Optera Data stores data in fluorescence with spectra holes

University of South Australia researcher Dr Nicolas Riesen is working on research that opens the door to potential archival storage that he believes could be ten times cheaper than currently available optical storage by 2030.

Nick Riesen

The technology depends upon selectively altering the fluorescence in wavebands at recording areas on an optical medium such that the presence or absence of a lower level of fluorescence in a band can be used to encode data. The number of lower-level wavebands present, also known as spectral holes, could be used in multi-bit storage, similar to multi-level cell NAND. The depth of a lower level could also encode information.

The way this work is by having a recording area filled with nanoparticles such as 4H- and 6H-SiC  (4 and 6-layer hexagonal Silicon Carbide crystals) doped with vanadium such that the vanadium ion’s energy levels affect the crystal’s fluorescence (light emission) when hit by a laser beam. Vanadium ions can have V4+ and V5+ oxidation states with either four or five electrons lost, and these states affect the particle’s emission capability.

The recording area’s various nanoparticles are set to emit a group of light emission frequencies when excited by a laser beam. These can be viewed as a set of overlapping waves in a spectrum, which collectively have a flat top, (a) in the diagram below. 

The ability of particular nanoparticle variants to emit light at their particular frequency can be altered by hitting them with an appropriately tuned laser with a high enough energy level. That means that, when the recording area’s emission frequencies are read and collated, there can be spectral holes where the frequency strength (emission brightness) is less than it would otherwise be, (b) in the diagram above. 

Geoff Macleod-Smith

Entrepreneur Geoff Macleod-Smith has set up Optera Data to try to commercialize this technology. We can envisage a recording medium, such as a disk being shuttled to and from drives that read and write data. Writing could require multiple spectral frequencies to be set. The reading would require multiple fluorescence frequencies to be read and collated to detect the holes and thereby the bit value or values.

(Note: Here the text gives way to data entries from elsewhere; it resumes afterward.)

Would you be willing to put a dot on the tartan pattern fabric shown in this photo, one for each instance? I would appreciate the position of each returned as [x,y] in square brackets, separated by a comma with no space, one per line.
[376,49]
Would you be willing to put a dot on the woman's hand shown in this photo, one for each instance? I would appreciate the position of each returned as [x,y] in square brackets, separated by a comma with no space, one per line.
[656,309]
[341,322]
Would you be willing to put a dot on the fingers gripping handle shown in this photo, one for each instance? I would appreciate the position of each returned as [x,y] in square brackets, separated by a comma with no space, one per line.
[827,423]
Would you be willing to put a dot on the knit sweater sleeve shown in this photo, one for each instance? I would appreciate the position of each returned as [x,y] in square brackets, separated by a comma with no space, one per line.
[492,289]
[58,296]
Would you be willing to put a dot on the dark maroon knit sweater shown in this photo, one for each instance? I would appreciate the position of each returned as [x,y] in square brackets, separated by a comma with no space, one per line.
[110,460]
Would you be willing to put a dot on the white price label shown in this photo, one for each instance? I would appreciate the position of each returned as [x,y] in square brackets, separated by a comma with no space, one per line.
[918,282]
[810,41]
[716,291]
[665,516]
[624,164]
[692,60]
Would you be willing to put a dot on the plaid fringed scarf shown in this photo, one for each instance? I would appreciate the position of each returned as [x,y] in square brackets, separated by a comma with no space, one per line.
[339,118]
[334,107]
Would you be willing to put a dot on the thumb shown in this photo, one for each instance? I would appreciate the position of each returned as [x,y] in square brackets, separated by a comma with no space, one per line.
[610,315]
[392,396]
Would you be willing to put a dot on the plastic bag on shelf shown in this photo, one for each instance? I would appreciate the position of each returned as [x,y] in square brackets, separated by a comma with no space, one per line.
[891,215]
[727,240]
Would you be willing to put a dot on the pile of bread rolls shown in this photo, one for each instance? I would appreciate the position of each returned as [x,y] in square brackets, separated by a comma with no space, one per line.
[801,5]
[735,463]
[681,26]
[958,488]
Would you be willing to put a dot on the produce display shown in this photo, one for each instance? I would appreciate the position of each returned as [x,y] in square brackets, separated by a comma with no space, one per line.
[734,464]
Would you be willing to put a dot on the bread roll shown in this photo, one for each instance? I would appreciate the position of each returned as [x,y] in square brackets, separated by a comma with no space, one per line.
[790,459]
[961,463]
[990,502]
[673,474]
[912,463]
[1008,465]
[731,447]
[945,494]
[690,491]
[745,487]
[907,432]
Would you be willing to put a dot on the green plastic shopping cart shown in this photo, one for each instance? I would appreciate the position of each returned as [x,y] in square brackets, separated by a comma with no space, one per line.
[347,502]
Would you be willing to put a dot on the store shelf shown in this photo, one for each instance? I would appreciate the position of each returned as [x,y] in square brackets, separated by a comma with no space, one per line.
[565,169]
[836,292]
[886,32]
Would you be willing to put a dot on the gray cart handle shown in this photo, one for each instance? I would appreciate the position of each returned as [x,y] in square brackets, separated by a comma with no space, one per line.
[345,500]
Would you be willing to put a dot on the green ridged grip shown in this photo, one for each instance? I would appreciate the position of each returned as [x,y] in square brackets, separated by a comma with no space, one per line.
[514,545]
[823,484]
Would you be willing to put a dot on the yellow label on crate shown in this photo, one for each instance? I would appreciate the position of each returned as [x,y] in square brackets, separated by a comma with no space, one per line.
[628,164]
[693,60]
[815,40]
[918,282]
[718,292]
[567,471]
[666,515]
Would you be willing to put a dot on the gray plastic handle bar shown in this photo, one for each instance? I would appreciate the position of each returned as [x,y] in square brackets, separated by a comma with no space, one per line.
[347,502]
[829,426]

The technology is discussed in an AS Photonics journal paper, “Data Storage in a Nanocrystalline Mixture Using Room Temperature Frequency-Selective and Multilevel Spectral Hole-Burning” by  Nicolas Riesen, Kate Badek, and Hans Riesen, published in 2021. The two Riesens have patented the invention.

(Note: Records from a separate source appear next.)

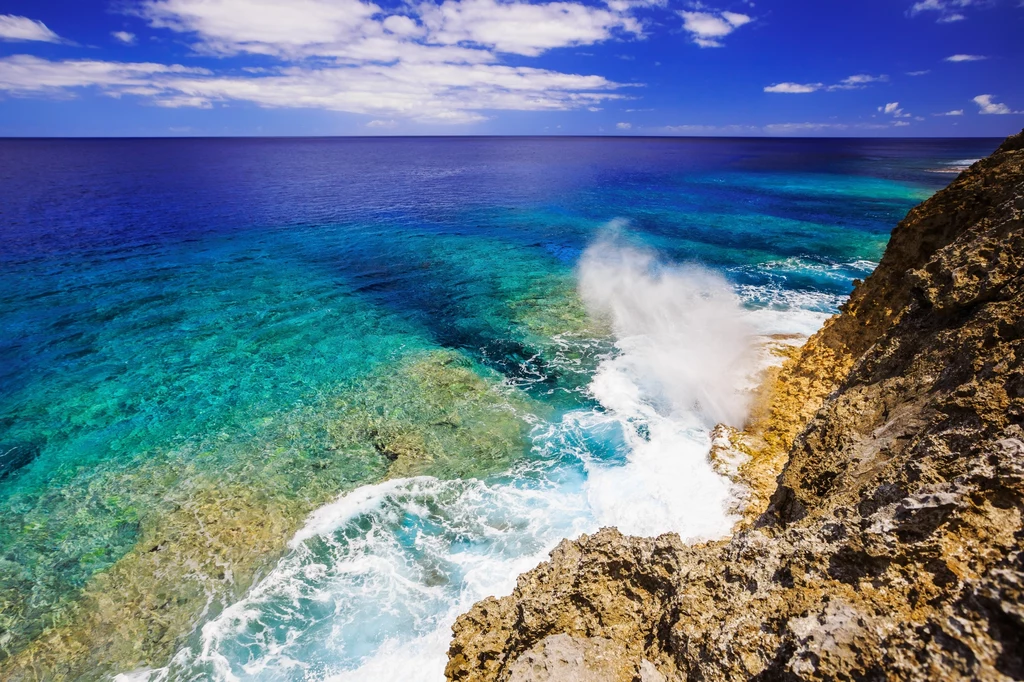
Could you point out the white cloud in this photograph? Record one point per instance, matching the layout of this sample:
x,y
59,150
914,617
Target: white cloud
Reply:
x,y
263,27
893,109
794,88
520,28
986,105
707,28
354,29
25,29
857,82
421,91
946,11
426,61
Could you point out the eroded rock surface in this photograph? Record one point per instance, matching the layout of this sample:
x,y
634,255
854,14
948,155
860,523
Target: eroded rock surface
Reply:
x,y
892,545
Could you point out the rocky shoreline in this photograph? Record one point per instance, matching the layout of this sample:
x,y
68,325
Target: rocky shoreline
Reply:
x,y
885,525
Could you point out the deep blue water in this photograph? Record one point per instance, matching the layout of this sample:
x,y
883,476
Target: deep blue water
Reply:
x,y
295,318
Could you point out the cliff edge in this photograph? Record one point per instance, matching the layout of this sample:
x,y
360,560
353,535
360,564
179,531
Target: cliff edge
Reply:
x,y
891,547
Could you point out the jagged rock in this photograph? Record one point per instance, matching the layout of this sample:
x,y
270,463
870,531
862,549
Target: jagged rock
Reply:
x,y
892,546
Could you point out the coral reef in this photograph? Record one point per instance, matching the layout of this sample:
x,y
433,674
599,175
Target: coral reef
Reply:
x,y
891,544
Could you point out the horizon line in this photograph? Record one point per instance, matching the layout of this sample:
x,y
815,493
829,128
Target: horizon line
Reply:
x,y
494,136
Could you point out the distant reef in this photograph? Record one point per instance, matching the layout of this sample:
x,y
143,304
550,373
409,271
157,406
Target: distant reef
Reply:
x,y
886,514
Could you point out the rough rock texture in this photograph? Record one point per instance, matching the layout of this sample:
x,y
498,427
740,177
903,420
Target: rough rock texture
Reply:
x,y
892,547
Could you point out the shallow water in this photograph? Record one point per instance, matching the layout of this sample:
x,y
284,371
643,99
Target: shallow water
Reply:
x,y
305,318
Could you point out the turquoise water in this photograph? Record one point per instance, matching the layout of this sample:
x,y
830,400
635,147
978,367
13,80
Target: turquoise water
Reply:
x,y
204,334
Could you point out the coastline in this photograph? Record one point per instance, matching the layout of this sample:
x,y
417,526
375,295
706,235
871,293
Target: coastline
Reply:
x,y
890,547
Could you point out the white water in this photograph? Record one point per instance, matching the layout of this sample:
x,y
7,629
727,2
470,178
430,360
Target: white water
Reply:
x,y
374,581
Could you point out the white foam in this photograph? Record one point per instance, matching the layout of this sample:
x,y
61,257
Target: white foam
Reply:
x,y
375,580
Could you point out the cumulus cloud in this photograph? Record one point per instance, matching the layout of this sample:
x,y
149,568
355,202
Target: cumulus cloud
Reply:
x,y
424,61
24,29
986,105
849,83
893,109
421,91
945,11
794,88
857,82
708,28
355,29
520,28
262,27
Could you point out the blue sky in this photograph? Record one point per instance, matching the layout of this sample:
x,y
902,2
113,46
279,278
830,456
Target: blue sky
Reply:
x,y
838,68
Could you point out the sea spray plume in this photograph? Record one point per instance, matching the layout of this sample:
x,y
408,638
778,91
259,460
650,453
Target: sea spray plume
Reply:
x,y
680,329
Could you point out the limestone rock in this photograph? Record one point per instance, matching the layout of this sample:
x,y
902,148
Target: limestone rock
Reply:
x,y
893,546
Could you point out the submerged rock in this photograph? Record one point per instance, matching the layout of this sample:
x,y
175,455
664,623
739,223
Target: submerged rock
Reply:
x,y
892,545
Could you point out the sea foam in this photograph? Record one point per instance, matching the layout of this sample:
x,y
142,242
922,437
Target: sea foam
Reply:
x,y
374,581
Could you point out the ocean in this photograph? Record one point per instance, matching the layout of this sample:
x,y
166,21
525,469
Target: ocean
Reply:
x,y
283,409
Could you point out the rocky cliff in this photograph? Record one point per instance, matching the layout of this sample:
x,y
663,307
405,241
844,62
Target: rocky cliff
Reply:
x,y
892,545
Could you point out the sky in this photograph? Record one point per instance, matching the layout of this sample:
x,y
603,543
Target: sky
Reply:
x,y
783,68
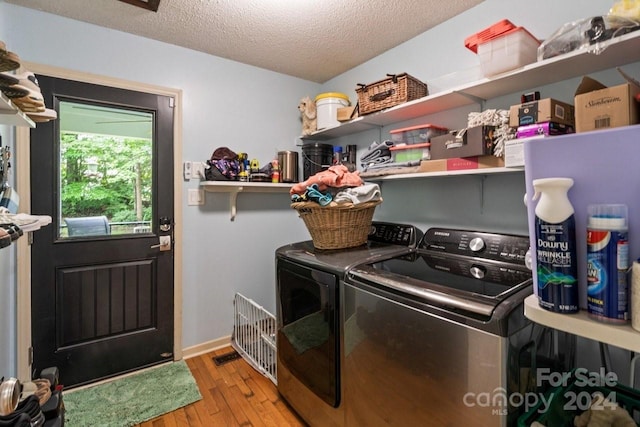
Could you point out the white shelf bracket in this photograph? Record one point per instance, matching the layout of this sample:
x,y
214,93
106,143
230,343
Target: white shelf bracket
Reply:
x,y
476,99
233,198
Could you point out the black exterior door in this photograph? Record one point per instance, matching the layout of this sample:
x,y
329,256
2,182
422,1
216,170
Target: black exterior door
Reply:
x,y
102,288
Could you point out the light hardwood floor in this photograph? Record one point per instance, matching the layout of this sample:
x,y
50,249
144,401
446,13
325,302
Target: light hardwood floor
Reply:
x,y
233,394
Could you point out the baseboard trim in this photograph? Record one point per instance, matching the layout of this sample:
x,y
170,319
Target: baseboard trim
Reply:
x,y
206,347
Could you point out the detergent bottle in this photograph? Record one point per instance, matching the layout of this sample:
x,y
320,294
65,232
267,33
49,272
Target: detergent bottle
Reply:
x,y
556,265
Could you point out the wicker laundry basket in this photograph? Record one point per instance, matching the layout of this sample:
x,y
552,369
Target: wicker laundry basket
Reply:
x,y
338,226
389,92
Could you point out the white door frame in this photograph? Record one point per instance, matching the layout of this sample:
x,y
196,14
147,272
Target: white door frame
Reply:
x,y
23,263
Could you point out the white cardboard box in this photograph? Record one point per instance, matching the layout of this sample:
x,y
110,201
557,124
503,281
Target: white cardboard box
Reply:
x,y
514,151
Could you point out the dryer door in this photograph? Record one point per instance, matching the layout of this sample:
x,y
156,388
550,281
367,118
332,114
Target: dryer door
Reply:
x,y
308,334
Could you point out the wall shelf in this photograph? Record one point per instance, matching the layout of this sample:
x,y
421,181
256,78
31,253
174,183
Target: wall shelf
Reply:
x,y
623,336
11,115
465,172
612,53
236,187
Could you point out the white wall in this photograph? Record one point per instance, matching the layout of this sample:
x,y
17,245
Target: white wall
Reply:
x,y
253,110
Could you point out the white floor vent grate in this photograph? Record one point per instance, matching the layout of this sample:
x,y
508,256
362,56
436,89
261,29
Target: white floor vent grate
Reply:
x,y
254,336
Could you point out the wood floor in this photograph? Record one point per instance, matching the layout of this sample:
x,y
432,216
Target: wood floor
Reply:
x,y
233,394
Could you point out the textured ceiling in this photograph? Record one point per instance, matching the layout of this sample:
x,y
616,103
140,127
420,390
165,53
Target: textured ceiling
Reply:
x,y
311,39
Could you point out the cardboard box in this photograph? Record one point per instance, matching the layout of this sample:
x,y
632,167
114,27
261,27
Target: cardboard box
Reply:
x,y
345,114
475,141
461,163
542,110
416,134
601,107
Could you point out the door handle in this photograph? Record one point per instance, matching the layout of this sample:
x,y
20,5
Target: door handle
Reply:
x,y
164,245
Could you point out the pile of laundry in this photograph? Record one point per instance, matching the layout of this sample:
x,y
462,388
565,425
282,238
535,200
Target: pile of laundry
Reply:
x,y
335,186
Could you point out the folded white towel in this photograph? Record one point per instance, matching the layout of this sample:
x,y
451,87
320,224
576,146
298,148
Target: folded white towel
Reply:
x,y
357,195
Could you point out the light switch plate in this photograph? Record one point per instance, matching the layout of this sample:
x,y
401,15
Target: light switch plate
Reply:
x,y
187,170
195,197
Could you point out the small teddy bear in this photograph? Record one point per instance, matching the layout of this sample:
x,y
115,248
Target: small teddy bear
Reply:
x,y
309,116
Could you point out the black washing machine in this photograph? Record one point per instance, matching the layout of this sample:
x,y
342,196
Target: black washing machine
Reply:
x,y
309,287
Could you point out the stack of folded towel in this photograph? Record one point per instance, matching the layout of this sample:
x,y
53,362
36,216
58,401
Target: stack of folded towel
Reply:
x,y
335,185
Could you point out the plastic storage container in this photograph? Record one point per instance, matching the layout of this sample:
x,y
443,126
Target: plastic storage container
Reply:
x,y
410,152
513,49
327,105
416,134
497,29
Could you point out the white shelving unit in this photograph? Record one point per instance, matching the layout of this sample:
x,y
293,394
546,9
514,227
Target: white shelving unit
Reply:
x,y
236,187
11,115
612,53
483,171
623,336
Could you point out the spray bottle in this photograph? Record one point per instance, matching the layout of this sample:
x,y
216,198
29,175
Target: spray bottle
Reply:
x,y
556,260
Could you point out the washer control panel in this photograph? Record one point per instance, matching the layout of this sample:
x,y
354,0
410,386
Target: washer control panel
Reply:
x,y
493,246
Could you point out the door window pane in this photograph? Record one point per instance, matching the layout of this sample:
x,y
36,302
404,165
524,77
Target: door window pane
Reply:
x,y
105,170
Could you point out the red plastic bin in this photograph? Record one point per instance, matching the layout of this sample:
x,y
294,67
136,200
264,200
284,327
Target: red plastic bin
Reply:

Optera Data claims its technology, when developed, will achieve: 

  • 1TB per $1 total cost of ownership
  • 100x efficiency of incumbent HDD storage
  • WORM immutability & offline storage security
  • Manufacture-ready & backwards compatible

Tom Coughlin is an advisor to the company and has written a white paper available on its website. He suggests that the TB discs are feasible with particulate media, adding: “A thin film single layer write-once, archival disc with high volume manufacturing costs of $1/10TB ($0.10/TB) is possible before the end of the decade.”

He concludes: “Optera Data’s projection of storage costs of less than $0.10/TB or better by the end of this decade are at least 10X lower than competing optical storage projections from Folio Photonics and Cerabyte and 25X lower than projections for tape storage.

“This cost advantage, combined with archival storage advantages such as lower energy consumption in a robotic library, media longevity and the use of conventional optical disc substrates (and thus easier integration into existing drives and library systems), makes the Optera Data optical storage technology an attractive option for archive storage.”

That option has to be perceived as one capable of generating substantial revenues for it to be used to help Optera Data raise development cash.